Aillas se volvió hacia sus compañeros, que se habían reunido detrás de él.

—Habéis oído a este hombre. Parece sincero y parece que actúa sin duplicidad. ¿Nos arriesgamos a los encantamientos o a pasar una noche bajo la tormenta?

—Parece que estaremos seguros mientras usemos sólo nuestras provisiones y nada de lo que se sirve adentro —dijo Garstang—. ¿No es verdad, amigo guardián?

—En efecto.

—Entonces, yo preferiría comer pan con queso en esa cómoda villa y no bajo el viento y la lluvia de la noche.

—Es razonable —dijo Aillas—. ¿Y los demás? ¿Bode?

—Yo preguntaría a este buen guardián por qué usa el antifaz.

—Señor, es una costumbre aquí, que por cortesía todos deberíais respetar. Si escogéis visitar Villa Meroé, debéis usar el antifaz que os daré.

—Es extraño —murmuró Scharis—. Y me causa intriga.

—¿Cargus? ¿Yane?

—El lugar apesta a magia —rezongó Yane.

—A mí no me asusta —dijo Cargus—. Conozco un conjuro contra los encantamientos; comeré pan y queso y apartaré mi cara de los prodigios.

—Sea —dijo Aillas—. Guardián, por favor, anúncianos a lord Daldace. Éste es Garstang, caballero de Lyonesse; estos son los caballeros Yane, Scharis, Bode y Cargus, de diversas regiones, y yo soy Aillas, príncipe de Troicinet.

—Gracias a su magia, lord Daldace ya sabe de vuestra llegada —dijo el guardián—. Tened la bondad de poneros estos antifaces. Debéis dejar vuestros caballos aquí y yo los tendré preparados por la mañana. Naturalmente, llevad vuestra carne y vuestra bebida.
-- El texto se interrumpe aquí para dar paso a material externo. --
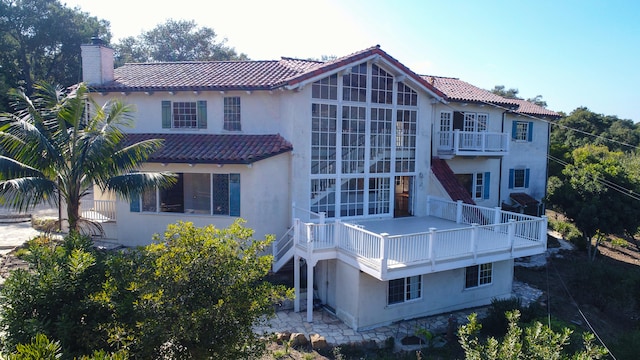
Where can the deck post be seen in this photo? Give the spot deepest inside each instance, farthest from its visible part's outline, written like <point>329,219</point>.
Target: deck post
<point>337,228</point>
<point>458,211</point>
<point>543,230</point>
<point>432,237</point>
<point>497,218</point>
<point>296,282</point>
<point>512,234</point>
<point>474,241</point>
<point>384,249</point>
<point>310,266</point>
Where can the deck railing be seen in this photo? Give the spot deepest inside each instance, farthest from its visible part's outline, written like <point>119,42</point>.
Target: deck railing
<point>474,141</point>
<point>99,210</point>
<point>496,231</point>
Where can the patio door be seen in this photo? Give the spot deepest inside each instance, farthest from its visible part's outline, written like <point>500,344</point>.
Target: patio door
<point>403,204</point>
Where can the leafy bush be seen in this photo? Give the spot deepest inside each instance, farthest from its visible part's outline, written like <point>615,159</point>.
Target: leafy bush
<point>196,293</point>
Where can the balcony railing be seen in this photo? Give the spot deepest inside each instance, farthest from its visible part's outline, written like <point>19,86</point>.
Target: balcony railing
<point>475,234</point>
<point>473,143</point>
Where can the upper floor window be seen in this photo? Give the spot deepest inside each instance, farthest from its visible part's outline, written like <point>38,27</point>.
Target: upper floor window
<point>518,178</point>
<point>406,95</point>
<point>184,114</point>
<point>381,86</point>
<point>478,275</point>
<point>405,289</point>
<point>232,113</point>
<point>522,130</point>
<point>326,88</point>
<point>354,84</point>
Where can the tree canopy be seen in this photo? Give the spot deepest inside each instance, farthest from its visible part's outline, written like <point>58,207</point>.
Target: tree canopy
<point>40,41</point>
<point>53,147</point>
<point>196,293</point>
<point>175,40</point>
<point>597,193</point>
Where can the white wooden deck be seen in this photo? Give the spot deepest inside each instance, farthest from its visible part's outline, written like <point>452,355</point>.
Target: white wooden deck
<point>455,235</point>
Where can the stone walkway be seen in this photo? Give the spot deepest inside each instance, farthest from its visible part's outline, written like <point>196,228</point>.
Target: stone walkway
<point>336,332</point>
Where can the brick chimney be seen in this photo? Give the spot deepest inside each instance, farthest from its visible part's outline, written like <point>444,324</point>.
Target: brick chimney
<point>97,62</point>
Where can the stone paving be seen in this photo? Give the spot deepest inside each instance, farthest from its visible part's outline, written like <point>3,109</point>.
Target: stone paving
<point>336,332</point>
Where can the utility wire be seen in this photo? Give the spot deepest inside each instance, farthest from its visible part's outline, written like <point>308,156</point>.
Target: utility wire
<point>580,311</point>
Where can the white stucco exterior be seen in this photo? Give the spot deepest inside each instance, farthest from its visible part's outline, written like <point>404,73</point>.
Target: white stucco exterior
<point>359,172</point>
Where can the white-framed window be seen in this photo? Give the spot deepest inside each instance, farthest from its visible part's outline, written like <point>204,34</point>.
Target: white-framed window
<point>232,113</point>
<point>478,275</point>
<point>194,193</point>
<point>363,132</point>
<point>326,88</point>
<point>519,178</point>
<point>522,130</point>
<point>405,289</point>
<point>184,114</point>
<point>477,184</point>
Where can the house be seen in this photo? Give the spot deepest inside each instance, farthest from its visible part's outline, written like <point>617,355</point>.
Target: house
<point>383,187</point>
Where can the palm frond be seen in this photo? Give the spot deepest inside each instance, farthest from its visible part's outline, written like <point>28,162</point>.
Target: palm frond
<point>131,184</point>
<point>24,193</point>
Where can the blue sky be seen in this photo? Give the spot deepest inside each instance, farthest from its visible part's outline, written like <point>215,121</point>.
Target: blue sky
<point>573,53</point>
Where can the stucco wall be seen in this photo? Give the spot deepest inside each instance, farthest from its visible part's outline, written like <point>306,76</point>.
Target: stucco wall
<point>264,202</point>
<point>441,292</point>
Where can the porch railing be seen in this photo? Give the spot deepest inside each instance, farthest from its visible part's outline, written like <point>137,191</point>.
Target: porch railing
<point>99,210</point>
<point>498,231</point>
<point>474,141</point>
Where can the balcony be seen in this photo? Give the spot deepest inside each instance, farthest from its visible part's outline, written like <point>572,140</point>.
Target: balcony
<point>468,143</point>
<point>452,235</point>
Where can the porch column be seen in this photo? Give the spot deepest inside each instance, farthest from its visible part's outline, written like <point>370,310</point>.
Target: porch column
<point>310,266</point>
<point>543,230</point>
<point>296,282</point>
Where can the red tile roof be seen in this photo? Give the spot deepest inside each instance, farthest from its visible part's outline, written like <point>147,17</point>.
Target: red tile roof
<point>461,91</point>
<point>523,199</point>
<point>236,75</point>
<point>214,149</point>
<point>206,75</point>
<point>448,179</point>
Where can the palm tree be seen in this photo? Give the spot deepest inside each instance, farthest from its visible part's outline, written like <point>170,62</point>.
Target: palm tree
<point>58,144</point>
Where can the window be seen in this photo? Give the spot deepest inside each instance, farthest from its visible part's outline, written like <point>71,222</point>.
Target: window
<point>184,114</point>
<point>326,88</point>
<point>364,125</point>
<point>232,113</point>
<point>478,275</point>
<point>522,131</point>
<point>381,86</point>
<point>194,193</point>
<point>518,178</point>
<point>405,289</point>
<point>354,84</point>
<point>477,184</point>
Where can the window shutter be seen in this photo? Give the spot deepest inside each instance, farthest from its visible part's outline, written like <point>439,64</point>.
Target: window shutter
<point>134,204</point>
<point>511,178</point>
<point>234,194</point>
<point>487,185</point>
<point>202,114</point>
<point>166,114</point>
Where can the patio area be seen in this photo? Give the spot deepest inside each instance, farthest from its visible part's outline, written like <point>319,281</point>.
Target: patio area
<point>337,333</point>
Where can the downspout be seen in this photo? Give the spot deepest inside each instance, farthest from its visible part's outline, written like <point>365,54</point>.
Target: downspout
<point>542,209</point>
<point>504,113</point>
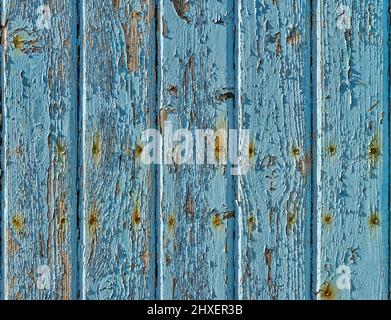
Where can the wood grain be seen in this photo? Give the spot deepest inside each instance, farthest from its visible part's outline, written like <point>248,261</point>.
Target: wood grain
<point>39,156</point>
<point>196,204</point>
<point>352,149</point>
<point>117,104</point>
<point>273,82</point>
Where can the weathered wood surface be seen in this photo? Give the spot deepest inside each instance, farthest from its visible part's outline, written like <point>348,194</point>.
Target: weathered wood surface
<point>274,103</point>
<point>352,148</point>
<point>117,103</point>
<point>196,209</point>
<point>310,79</point>
<point>39,102</point>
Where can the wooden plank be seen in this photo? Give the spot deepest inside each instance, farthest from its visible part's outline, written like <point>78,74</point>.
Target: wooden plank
<point>39,157</point>
<point>352,152</point>
<point>196,203</point>
<point>118,99</point>
<point>274,103</point>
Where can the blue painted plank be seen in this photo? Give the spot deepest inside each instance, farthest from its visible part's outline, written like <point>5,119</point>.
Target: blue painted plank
<point>196,203</point>
<point>274,101</point>
<point>39,157</point>
<point>117,104</point>
<point>352,121</point>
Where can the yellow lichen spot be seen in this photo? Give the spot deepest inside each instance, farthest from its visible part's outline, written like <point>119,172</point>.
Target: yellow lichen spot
<point>18,41</point>
<point>217,221</point>
<point>171,222</point>
<point>327,292</point>
<point>93,221</point>
<point>136,216</point>
<point>374,220</point>
<point>327,219</point>
<point>374,150</point>
<point>17,222</point>
<point>96,148</point>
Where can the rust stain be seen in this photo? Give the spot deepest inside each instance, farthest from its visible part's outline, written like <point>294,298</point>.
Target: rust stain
<point>217,221</point>
<point>374,151</point>
<point>327,292</point>
<point>374,220</point>
<point>293,38</point>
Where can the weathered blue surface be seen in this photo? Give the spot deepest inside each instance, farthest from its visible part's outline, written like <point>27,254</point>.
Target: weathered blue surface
<point>352,167</point>
<point>39,103</point>
<point>273,82</point>
<point>309,78</point>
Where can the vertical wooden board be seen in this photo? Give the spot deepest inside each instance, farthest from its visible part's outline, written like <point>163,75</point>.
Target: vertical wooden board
<point>352,152</point>
<point>118,99</point>
<point>39,156</point>
<point>274,103</point>
<point>196,92</point>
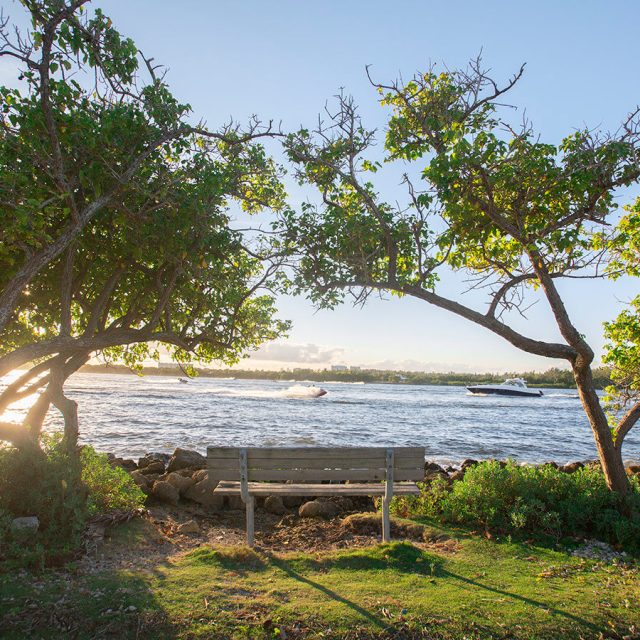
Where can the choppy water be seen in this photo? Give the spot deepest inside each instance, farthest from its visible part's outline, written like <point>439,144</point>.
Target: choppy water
<point>131,415</point>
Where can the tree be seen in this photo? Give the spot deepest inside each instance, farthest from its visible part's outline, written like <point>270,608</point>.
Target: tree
<point>115,231</point>
<point>484,197</point>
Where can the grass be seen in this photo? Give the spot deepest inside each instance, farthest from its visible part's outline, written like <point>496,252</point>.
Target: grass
<point>485,589</point>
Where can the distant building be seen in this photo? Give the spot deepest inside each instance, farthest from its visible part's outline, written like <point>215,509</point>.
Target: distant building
<point>169,365</point>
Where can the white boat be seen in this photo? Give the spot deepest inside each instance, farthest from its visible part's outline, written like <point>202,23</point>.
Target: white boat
<point>510,387</point>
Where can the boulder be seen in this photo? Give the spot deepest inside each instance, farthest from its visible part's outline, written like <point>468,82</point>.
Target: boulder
<point>202,493</point>
<point>292,502</point>
<point>154,467</point>
<point>140,479</point>
<point>274,504</point>
<point>432,467</point>
<point>318,509</point>
<point>25,525</point>
<point>165,492</point>
<point>186,459</point>
<point>180,482</point>
<point>191,526</point>
<point>148,458</point>
<point>200,475</point>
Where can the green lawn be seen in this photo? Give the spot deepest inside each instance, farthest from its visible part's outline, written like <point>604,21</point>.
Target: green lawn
<point>484,589</point>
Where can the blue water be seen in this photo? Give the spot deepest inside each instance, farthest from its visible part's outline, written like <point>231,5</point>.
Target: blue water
<point>130,415</point>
Los seis caminaron por el sendero de grava, atravesaron el jardín y una terraza y llegaron a Villa Meroé. El sol poniente, brillando un instante sobre el horizonte, arrojó un haz de luz contra la puerta, donde se erguía un hombre alto con un magnífico traje de terciopelo rojo oscuro. Tenía el pelo negro y rizado, cortado al rape. Una barba corta le cubría las mandíbulas y la barbilla; un antifaz negro le cubría los ojos.

—Caballeros, soy lord Daldace, y sois bienvenidos a Villa Meroé, donde espero que estéis cómodos durante el tiempo que deseéis quedaros.

—Gracias, señoría. Sólo te molestaremos por una noche, pues asuntos urgentes nos obligan a seguir viaje.

—En tal caso, sabed que tenemos gustos sibaritas, y nuestros entretenimientos son a menudo cautivantes. Comed y bebed sólo vuestras cosas, y no encontraréis dificultades. Espero que no toméis a mal la advertencia.

—En absoluto, señoría. No nos interesa la diversión, sino sólo refugiarnos de la tormenta.

Lord Daldace hizo un ademán expansivo.

—Cuando os hayáis puesto cómodos, hablaremos más.

Un lacayo condujo al grupo hasta una cámara amueblada con seis divanes. Un cuarto de baño adyacente ofrecía una cascada de agua tibia, jabón de palmera y aloe, toallas de lino. Después del baño comieron y bebieron las provisiones que habían sacado de las alforjas.

—Comed bien —dijo Aillas—. No salgamos de aquí con hambre.

—Sería mejor que no saliéramos de aquí en absoluto —observó Yane.

—¡Imposible! —declaró Scharis—. ¿No sientes curiosidad?

—En asuntos de esta clase, muy poca. Iré directamente a ese diván.

—Amo la diversión cuando estoy de ánimo —dijo Cargus—. Mirar cómo se divierten otros me pone de mal humor. Yo también me iré a acostar, y soñaré mis propios sueños.

—Yo me quedaré —dijo Bode—. No necesito que me convenzan.

—¿Qué dices tú? —le preguntó Aillas a Garstang.

—Si os quedáis, me quedaré. Si vais, permaneceré junto a vosotros, para protegeros de vuestra codicia e intemperancia.

—¿Scharis?

—No podría quedarme aquí. Iré a pasear, al menos para mirar a través de los orificios de mi antifaz.

—Entonces te seguiré y protegeré mientras Garstang me protege a mí, y ambos protegeremos a Garstang, de modo que estaremos razonablemente seguros.

—Como digas —dijo Scharis, encogiéndose de hombros.

—Quien sabe lo que puede ocurrir. Pasearemos y miraremos juntos. Los tres se pusieron los antifaces y salieron de la cámara.

Altas arcadas daban a la terraza, donde jazmines, naranjos y otras plantas perfumaban el aire. Los tres se sentaron a descansar en una otomana con almohadones de terciopelo verde oscuro. Las nubes que habían amenazado con una gran tormenta se habían desplazado; soplaba una brisa suave.